On Harnessing the Benefits of Self-Competition
Volleyball was present in my life during a huge chunk of my formative years. I started playing when I was around 8 years old as part of a program called volleybees which my club offered. One of my first memories of volleyball was during serving practice. Volleybees used lighter balls to play with, but we had a chance to play with the competition-grade, heavier balls at the end of practice. Normally, we would serve from the middle of the court instead of the end line, but that day, I decided to serve at the end line with the heavy ball. I was practicing with one of my friends, and when I (to my utter shock) was able to get the ball over the net, she said, “I hate you.”
To me, that was a celebratory feat, and I can still feel the visceral switch from excitement to shame after my friend made that comment. I didn’t quite understand it then, but even though we were supposed to be on the same team, we were in competition with each other. The teams in my club were structured by age group and talent level. There were three tiers per age group: metro, red, and black. Only the best players could progress further up the ladder within this club. Everyone wanted to be on the best team, and only a few would make the cut. So, in essence, we were fighting among each other to get to the top. A team sport with intra-team competition feels a little backward, but I didn’t think much about it at the time. My only job was to get better and win games.
I played volleyball for ten years straight, and as my time within the sport grew and my role as a player became more serious, more ideas about competition began cropping up.
Alongside the teammate vs. teammate competition, there was, of course, the team vs. team competition. For a while, there was ecstasy in beating another team. I remember moments of scoring points and shooting my fist in the air as if I was Thor, hoping to harness energy from lightning to do it all again with even more power. However, by my last year of high school, I began to grow tired of the competition. I thought that I was putting in too much emotional energy for a small-town team. I understood the drive that my other teammates and coaches had, but it did not resonate with me as I began to come into my own. I decided to end my volleyball career after my senior year season. Sometimes I fantasize about playing on a team again, but I assume that is merely fueled by nostalgia.

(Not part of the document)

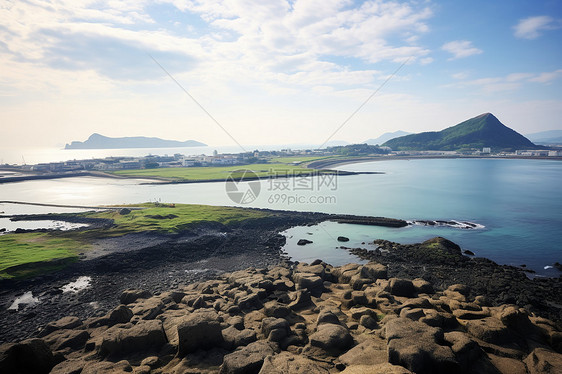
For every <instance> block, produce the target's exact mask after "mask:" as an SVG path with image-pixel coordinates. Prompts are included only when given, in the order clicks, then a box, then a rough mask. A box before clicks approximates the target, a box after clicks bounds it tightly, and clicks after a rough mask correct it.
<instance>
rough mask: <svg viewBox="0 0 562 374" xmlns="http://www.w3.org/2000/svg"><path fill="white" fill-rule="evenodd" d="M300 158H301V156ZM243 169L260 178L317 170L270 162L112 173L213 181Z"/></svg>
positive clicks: (154, 169)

Even though the teammate vs. teammate and team vs. team competition dissipated from my immediate reality, with competition being at the center of my formative years, it makes sense that it would still exist in my life in some capacity. When I started pole dancing, I became aware of the self vs. self competition I have within me.
This form of competition is more nuanced, not as often spoken about in terms of team sports, and important to recognize in order to harness its benefits.
When I think about what an impact volleyball had on me, I think about the sport's main ethos, which was winning. From what I remember, we were not trained to find joy in our craft; our only objective was to win. And to do so, we had to be good. After I ended my volleyball career, I didn’t put myself into situations that would require any form of intense competition; I got into literature and music. Of course, there is some competition in these industries, but it is definitely not the point of doing it; it’s not as literal as volleyball. It was only until pole dance came into my life that I realized what remained in me from volleyball.
Pole dance reminds me of volleyball. It is very athletic, form and body awareness are at its core, and the soreness I feel after intense training feels just like it did after our pre-season conditioning days. When I started pole dancing, my body remembered volleyball.
The visceral remembrance eventually found its way up to my mind where I made some realizations of how I conduct myself within athleticism—I always strive to be the best. I am always reaching for that metaphorical top of the ladder. However, there is no real winning in life. There is no longer a referee that blows his whistle when my team scores the game-ending point. I did not give a sportsman handshake to my classmate when I received a higher grade. There is not a bracketed list posted in my dance studio showing the results of championship matches. The more I grow up, the less literal things become.
Self vs. self competition seems bad, but it’s deceptively bad in the sense that it can be reframed. If you have a black and white photograph of a lonesome tulip, an ornate gold frame might not suit it. Instead, you might place it inside a simple white frame to compliment the composition. The deprecating aspects of self vs. self competition did not fit my personality, goals, and aspirations. But it also did not seem right to get rid of the competition altogether.
Instead, I am working on reframing this ingrained aspect of myself to harness the best parts of it.
Self vs. self competition has given me the motivation to be the best I can be. I have high aspirations for my aerialist career, and the only way I can reach those is to keep improving my craft. I have felt guilt for not training for a day or two at a time and shame for not executing a move with grace. But these emotions do not serve me; that frame around self vs. self competition does not fit.
By recognizing personality traits that I developed throughout my life experiences, I have the ability to reframe them in a way that serves my present needs.
After being disassociated from volleyball for some time now, I can see more clearly how big of a role it played in my life. And I am grateful that it was in my life because I wouldn’t be who I am today without it. I do not resonate with carving out a self that feels like who I am now. By doing so, I am discarding the parts of me that made me, me! Instead, I choose to use those bits and pieces to mold new creations, accessories on my ever-evolving statue—flowers to put in my hair, patches to sew on my jeans.